В Чикаго Клему привелось оценить и силу отцовского духа. Прочитав в средней школе “Убить пересмешника”, он с гордостью узнал в Аттикусе Финче отца. Политические взгляды Клема были точной копией взглядов отца, а те уж наверное были искренними, раз выдержали материны похвалы. Он разделял отцово неприятие войны во Вьетнаме и веру в то, что главное сейчас – бороться за гражданские права. Когда отец затеял кампанию против сегрегации в общественном бассейне Нью-Проспекта, Клем ходил по домам, звонил в двери, раздавал брошюры, слово в слово повторял высказывания отца о расовых предрассудках. И хотя размах деятельности у Клема был не тот, что у отца, и кафедры, с которой можно было бы читать проповеди, у него не было, и на автобусе в Алабаму он тоже не ездил, однако в малом он следовал его примеру. Качки из Лифтона, издевавшиеся над педиками и слабаками, быстро смекнули, что от него лучше держаться подальше. Стоило Клему увидеть, как цепляются к слабым, и он распалялся гневом, не замечал боли, так что в драке вполне мог постоять за себя. Ребята, которых он защищал, даже не были ему друзьями: изгоями они сделались не случайно. Он вступался за них потому лишь, что отец научил его: так нужно.
Они вздорили только из-за религии и из-за Бекки.
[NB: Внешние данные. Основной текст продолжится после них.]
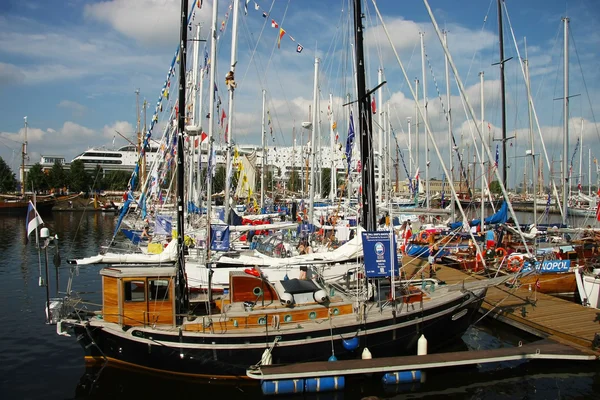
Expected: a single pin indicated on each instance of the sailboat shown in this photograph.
(148, 321)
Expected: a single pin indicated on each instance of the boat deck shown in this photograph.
(541, 314)
(571, 332)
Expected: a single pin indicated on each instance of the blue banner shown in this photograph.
(379, 254)
(163, 225)
(219, 237)
(550, 266)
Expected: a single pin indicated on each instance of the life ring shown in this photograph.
(501, 252)
(252, 271)
(515, 263)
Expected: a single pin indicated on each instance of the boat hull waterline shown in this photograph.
(218, 355)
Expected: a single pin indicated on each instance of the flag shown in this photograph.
(598, 209)
(281, 33)
(33, 219)
(350, 141)
(163, 225)
(497, 156)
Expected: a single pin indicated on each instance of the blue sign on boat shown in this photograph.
(219, 237)
(379, 254)
(555, 266)
(549, 266)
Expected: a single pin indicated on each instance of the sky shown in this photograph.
(72, 67)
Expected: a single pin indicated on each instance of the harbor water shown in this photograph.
(36, 363)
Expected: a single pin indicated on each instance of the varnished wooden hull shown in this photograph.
(213, 355)
(551, 283)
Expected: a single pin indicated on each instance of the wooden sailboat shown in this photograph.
(147, 320)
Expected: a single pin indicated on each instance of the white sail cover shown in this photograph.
(168, 255)
(247, 179)
(349, 251)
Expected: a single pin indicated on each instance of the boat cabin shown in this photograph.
(138, 296)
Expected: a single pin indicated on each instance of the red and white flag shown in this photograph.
(33, 220)
(598, 209)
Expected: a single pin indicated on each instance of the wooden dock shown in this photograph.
(543, 315)
(545, 349)
(568, 331)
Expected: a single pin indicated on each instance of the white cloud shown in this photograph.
(10, 74)
(123, 127)
(147, 21)
(76, 108)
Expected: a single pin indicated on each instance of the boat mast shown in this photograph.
(311, 209)
(579, 186)
(263, 161)
(333, 171)
(482, 221)
(380, 137)
(425, 101)
(365, 127)
(23, 157)
(181, 299)
(529, 109)
(565, 120)
(502, 93)
(212, 115)
(229, 130)
(449, 113)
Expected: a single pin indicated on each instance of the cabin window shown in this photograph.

Клему любая метафизика казалась чушью – и Бог Отец, и уж тем более нелепый Святой Дух, – а из-за Бекки у них не заладилось с самого начала: отец то ли ревновал ее к Клему, то ли слишком над нею трясся. Оставаясь наедине с Бекки, Клем замечал в себе своеобразную двойственность. Он набросился бы с кулаками на любого, кто скажет хоть слово против его отца, но постоянно старался подорвать уважение сестры к отцовой вере. Самое странное, что взгляды его были, по сути, христианскими. Он восхищался Иисусом как духовным учителем, как защитником нищих и парий. Но в нем таился упрямый бесенок, язвительно противоречащее альтер эго, дававшее о себе знать, когда они оставались вдвоем с Бекки. Клем втолковывал ей, что не существует ни доказательств существования духовных сил, ни неопровержимых фактов, подтверждающих истинность библейских легенд, что бытие Божие в целом недоказуемо, а “чудеса” невозможно проверить научными экспериментами, – и преуспел. Он сделал из Бекки маленькую атеистку, и это тоже их объединяло, это тоже нравилось ему в сестре – как она кривила губки всякий раз, когда за обеденным столом заходила речь о Боге.
И если Клем из осторожности не заявлял о себе как об атеисте, то отчасти из уважения к Иисусу, а отчасти потому что им с отцом отлично работалось вместе. Отец терпеливо учил его пользоваться инструментами, и Клем, как бы ни уставал, никогда первым не прекращал работу, когда они копали землю, сгребали листву или красили стены. Ему хотелось заслужить одобрение отца – и за политические взгляды, и за отношение к труду, – и он ценил, что отец высказывает одобрение так часто и так горячо: в этом смысле лучшего отца нельзя было и желать. Когда Клем пошел в десятый класс, а отцу вздумалось поставить перед церковной молодежной общиной новую цель, поездку в трудовой лагерь в Аризону, Клем рассудил, что никакая метафизика не помешает ему присоединиться.